全身を焼かれるような鋭い痛みは、火傷のそれにもよく似ているような気がした。
「……」
そして今、目を覚ましたフラダリに、少女がホロキャスターの明かりを向けている。
「……おはようございます、フラダリさん」
それは、フラダリのよく知る「少女」の姿をしていた。
全てを恐れ、全てに怯え、全てに劣等感を覚えながら、それでも懸命にカロスを走り続けていた、誰よりも弱く、誰よりも強い少女の、今にも泣き出しそうな笑顔がそこにはあった。
どうやら「死ねなかった」という事実が、少女からあの、完璧な笑みを取り払ってしまったようである。
それでも、死ぬことができず、完璧になれずにいる少女の、泣き出しそうな笑顔でさえも、フラダリにとってはひどく美しいものであった。
その認識はおそらく、フラダリが少女と出会ったあの日から、何も変わっていなかったのだろう。
「私も、ついさっき目を覚ましたんです。起こしてしまってごめんなさい。でも、どうにかしなきゃいけないと思って」
死ねなかった、という絶望を抱くこの少女は、けれども生きるために「どうにかしなければいけない」という、至極まっとうで前向きな発言をしている。

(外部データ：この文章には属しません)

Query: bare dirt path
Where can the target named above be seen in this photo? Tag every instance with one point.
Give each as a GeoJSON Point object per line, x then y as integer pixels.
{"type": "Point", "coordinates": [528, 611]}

その言葉自体は、ほぼ無意識に発せられたもので、少女はそこに「生きねば」という感情を込めたつもりはなかったのだろう。
けれどもそれを聞いたフラダリには、彼女が「生きたい」と足掻いているように思われてしまった。
一度は自分と共にこの穴の中で死ぬことを選んだ少女が、この暗闇の中で再び歩き出そうとしている事実は、フラダリに大きな驚愕をもたらした。
「……この基地には非常用の部屋がある。先ずはそこに向かおう。少し歩くことになるが、怪我は?」
「大丈夫。サーナイトも私も、元気です。少し眠いけれど……」
つい先程まで眠っていた、あるいは気絶していたとは思えない程に、少女の瞳は気怠そうであった。
もしかしたら、少女の口にした「ついさっき目を覚ました」というのは彼女の虚言で、
本当は何時間も前に目を覚まし、気絶したままのフラダリの隣で、死ねなかったという事実を噛み締めつつ、さめざめと泣き続けていたのかもしれなかった。
少女は死ねなかったことに絶望していた。けれどもフラダリは絶望しなかった。
少なくとも、自分だけ死んでしまうようなことが起こらなくてよかった、とは思っていたのだ。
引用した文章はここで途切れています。